KCFA
- Arnold, California; United States;
- Broadcast area: Sacramento, California
- Frequency: 106.1 MHz
- Branding: La Exitosa

Programming
- Format: Regional Mexican

Ownership
- Owner: Centro Christiano Amistad Church

Technical information
- Licensing authority: FCC
- Facility ID: 9995
- Class: B1
- ERP: 3,800 watts
- HAAT: 257.0 meters (843.2 ft)
- Transmitter coordinates: 38°22′40″N 120°11′33″W﻿ / ﻿38.37778°N 120.19250°W

Links
- Public license information: Public file; LMS;
- Website: lafavorita.net

= KCFA =

KCFA (106.1 FM) is a radio station broadcasting a Regional Mexican format. Licensed to Arnold, California, United States, the station is currently owned by Centro Christiano Amistad Church.

==Current issues with the signal coverage==

The station's signal can be heard as far westward as the cities of Fairfield and Vacaville, California which is beyond its target coverage area. It fights with and obstructs the signal of KMEL, an FM radio station based in San Francisco operating under the same frequency, throughout the cities of Fairfield and some of Vacaville.
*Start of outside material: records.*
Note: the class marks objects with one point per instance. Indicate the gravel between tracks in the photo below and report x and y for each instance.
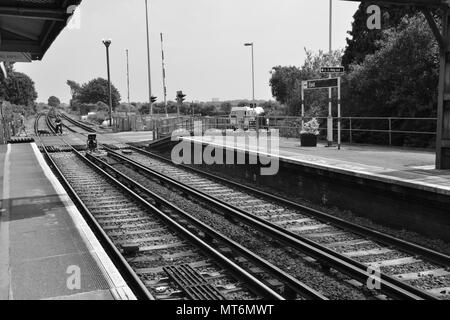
(331, 285)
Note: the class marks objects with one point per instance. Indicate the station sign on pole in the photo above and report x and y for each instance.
(324, 83)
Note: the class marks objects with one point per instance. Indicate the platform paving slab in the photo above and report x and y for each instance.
(44, 239)
(406, 167)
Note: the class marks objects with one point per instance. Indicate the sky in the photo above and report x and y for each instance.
(204, 48)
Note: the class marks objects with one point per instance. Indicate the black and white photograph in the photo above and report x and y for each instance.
(225, 158)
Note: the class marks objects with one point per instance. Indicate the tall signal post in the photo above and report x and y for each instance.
(330, 104)
(148, 62)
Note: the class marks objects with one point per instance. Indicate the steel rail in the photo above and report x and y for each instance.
(411, 248)
(258, 286)
(291, 281)
(130, 277)
(78, 123)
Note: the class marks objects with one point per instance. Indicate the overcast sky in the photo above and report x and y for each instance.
(204, 45)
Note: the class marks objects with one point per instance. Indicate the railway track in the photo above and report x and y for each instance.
(406, 270)
(169, 265)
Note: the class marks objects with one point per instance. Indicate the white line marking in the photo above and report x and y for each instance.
(106, 265)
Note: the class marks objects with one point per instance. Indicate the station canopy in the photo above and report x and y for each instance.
(29, 27)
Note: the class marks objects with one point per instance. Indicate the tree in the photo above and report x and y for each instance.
(54, 101)
(97, 90)
(365, 41)
(398, 80)
(18, 89)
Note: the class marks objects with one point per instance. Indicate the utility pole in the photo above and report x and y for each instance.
(128, 78)
(107, 44)
(148, 61)
(164, 75)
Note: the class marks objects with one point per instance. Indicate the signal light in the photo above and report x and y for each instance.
(180, 97)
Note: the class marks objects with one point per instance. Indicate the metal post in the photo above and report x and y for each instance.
(390, 132)
(351, 133)
(303, 104)
(107, 44)
(148, 62)
(339, 113)
(443, 125)
(164, 76)
(253, 76)
(330, 114)
(128, 78)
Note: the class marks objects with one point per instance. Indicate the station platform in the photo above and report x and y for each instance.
(400, 166)
(47, 250)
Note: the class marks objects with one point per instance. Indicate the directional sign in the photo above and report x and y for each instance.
(322, 83)
(331, 69)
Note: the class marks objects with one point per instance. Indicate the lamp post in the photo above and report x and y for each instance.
(107, 44)
(253, 72)
(330, 113)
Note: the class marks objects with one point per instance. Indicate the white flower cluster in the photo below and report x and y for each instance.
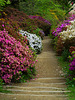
(69, 33)
(34, 41)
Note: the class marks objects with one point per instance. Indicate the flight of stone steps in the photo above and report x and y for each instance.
(52, 88)
(50, 85)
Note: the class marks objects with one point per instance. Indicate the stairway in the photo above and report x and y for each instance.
(50, 85)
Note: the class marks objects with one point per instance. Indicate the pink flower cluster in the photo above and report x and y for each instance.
(15, 59)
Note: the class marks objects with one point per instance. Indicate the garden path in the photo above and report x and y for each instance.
(50, 85)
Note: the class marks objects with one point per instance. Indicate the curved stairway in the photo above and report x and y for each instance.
(50, 85)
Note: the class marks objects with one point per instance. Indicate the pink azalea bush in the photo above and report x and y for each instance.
(16, 60)
(72, 62)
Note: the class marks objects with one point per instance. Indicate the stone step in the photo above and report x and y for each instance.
(31, 97)
(46, 55)
(38, 84)
(32, 88)
(38, 92)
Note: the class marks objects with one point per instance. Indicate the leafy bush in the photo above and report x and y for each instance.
(48, 9)
(16, 20)
(42, 23)
(16, 61)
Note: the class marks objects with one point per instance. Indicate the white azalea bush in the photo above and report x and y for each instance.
(69, 34)
(34, 41)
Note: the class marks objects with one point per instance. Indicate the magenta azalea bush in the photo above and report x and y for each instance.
(16, 61)
(40, 18)
(72, 61)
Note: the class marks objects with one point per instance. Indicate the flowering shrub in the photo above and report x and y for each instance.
(72, 63)
(16, 61)
(69, 33)
(34, 41)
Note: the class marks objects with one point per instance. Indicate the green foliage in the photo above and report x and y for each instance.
(66, 54)
(49, 9)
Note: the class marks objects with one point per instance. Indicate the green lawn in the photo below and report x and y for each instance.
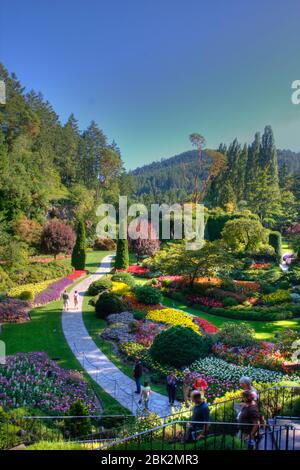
(44, 333)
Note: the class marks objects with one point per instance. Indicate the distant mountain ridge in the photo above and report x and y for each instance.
(171, 179)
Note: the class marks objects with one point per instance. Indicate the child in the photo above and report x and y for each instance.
(145, 395)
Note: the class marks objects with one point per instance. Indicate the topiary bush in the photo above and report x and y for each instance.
(126, 278)
(236, 334)
(148, 295)
(108, 303)
(179, 346)
(78, 253)
(99, 286)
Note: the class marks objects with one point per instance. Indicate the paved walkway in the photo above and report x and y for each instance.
(97, 365)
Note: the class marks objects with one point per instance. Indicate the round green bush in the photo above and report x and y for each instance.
(108, 303)
(179, 346)
(27, 295)
(99, 286)
(230, 302)
(148, 295)
(126, 278)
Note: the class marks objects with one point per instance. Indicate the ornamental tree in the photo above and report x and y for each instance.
(78, 254)
(145, 247)
(57, 238)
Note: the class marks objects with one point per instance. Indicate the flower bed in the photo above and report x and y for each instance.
(34, 381)
(206, 326)
(265, 356)
(34, 288)
(76, 274)
(224, 371)
(53, 291)
(207, 301)
(173, 317)
(14, 311)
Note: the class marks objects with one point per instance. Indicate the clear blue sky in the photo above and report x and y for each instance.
(150, 72)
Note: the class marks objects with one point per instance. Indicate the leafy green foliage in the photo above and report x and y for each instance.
(78, 253)
(148, 295)
(179, 346)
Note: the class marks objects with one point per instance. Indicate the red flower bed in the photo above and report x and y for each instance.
(206, 326)
(247, 286)
(207, 301)
(14, 311)
(76, 274)
(260, 265)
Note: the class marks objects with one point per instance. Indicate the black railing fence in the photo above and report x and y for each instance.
(273, 402)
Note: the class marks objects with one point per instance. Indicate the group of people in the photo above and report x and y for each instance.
(248, 414)
(66, 300)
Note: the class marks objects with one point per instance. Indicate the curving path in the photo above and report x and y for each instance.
(97, 365)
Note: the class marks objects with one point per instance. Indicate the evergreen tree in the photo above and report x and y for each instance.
(78, 253)
(122, 256)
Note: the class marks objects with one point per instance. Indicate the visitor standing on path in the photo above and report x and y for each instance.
(249, 415)
(137, 374)
(171, 387)
(65, 297)
(75, 298)
(200, 418)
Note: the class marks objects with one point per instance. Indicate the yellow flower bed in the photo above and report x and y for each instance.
(120, 288)
(172, 317)
(35, 288)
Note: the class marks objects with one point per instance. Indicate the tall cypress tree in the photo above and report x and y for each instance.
(78, 254)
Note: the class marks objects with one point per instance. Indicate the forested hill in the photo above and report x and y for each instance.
(172, 179)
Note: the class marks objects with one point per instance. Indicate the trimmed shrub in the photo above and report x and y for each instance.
(275, 242)
(236, 334)
(122, 256)
(179, 346)
(78, 253)
(278, 297)
(230, 302)
(108, 303)
(148, 295)
(99, 286)
(126, 278)
(105, 244)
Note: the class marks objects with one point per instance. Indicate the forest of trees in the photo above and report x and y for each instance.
(52, 169)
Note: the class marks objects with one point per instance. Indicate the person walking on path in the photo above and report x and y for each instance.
(145, 396)
(65, 297)
(250, 416)
(137, 374)
(198, 428)
(171, 387)
(75, 298)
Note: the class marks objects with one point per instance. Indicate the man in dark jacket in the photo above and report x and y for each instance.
(200, 415)
(137, 374)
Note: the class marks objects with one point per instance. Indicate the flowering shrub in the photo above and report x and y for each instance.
(262, 356)
(53, 291)
(247, 286)
(207, 301)
(224, 371)
(76, 274)
(260, 266)
(137, 270)
(206, 326)
(120, 288)
(146, 332)
(34, 288)
(34, 381)
(14, 311)
(173, 317)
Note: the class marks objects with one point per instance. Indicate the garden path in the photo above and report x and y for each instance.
(97, 365)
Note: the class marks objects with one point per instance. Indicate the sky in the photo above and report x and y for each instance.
(151, 72)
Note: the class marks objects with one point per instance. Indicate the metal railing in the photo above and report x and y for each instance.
(188, 435)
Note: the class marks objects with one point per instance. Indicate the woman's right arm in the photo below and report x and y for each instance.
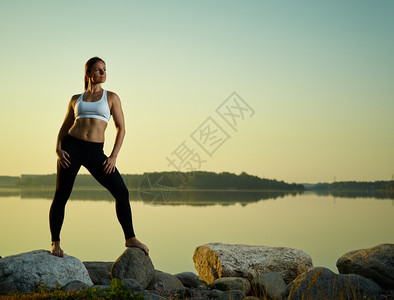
(63, 156)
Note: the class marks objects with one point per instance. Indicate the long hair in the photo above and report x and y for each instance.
(89, 64)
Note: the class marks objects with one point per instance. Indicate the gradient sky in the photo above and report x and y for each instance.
(317, 74)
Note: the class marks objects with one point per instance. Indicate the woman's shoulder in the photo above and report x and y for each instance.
(112, 96)
(76, 97)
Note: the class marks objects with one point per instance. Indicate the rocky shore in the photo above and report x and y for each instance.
(224, 272)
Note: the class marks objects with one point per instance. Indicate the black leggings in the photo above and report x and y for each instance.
(91, 156)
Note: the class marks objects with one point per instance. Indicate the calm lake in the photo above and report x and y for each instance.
(173, 225)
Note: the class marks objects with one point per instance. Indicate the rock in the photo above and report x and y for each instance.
(376, 263)
(269, 285)
(152, 296)
(75, 286)
(321, 283)
(185, 293)
(231, 283)
(134, 264)
(232, 295)
(163, 282)
(99, 272)
(215, 294)
(132, 284)
(188, 279)
(23, 271)
(216, 260)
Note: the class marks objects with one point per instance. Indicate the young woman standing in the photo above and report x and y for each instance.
(80, 143)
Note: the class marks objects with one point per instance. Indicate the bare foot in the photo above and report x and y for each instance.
(56, 250)
(133, 242)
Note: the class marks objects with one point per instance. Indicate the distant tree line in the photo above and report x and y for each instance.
(158, 180)
(386, 187)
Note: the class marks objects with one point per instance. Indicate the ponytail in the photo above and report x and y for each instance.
(89, 64)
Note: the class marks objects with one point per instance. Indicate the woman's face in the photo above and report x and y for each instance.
(98, 72)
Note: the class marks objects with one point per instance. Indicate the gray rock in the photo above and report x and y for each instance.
(321, 283)
(231, 283)
(132, 284)
(23, 271)
(216, 260)
(134, 264)
(232, 295)
(188, 279)
(185, 293)
(99, 272)
(163, 282)
(152, 296)
(215, 294)
(376, 263)
(269, 285)
(75, 286)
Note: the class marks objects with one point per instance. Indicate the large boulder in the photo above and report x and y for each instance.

The same is true for the Altamont Pass leaving the city of Livermore, California traveling eastward. As soon as the Altamont Pass is reached, KCFA's signal cuts off KMEL's signal.

KCFA has a powerful, unobstructed signal in both the cities of Sacramento, California, and Stockton, California. It is one of two stations (KGRB 94.3 FM is the other) that serves both the Sacramento and Stockton/Modesto radio markets at the same time.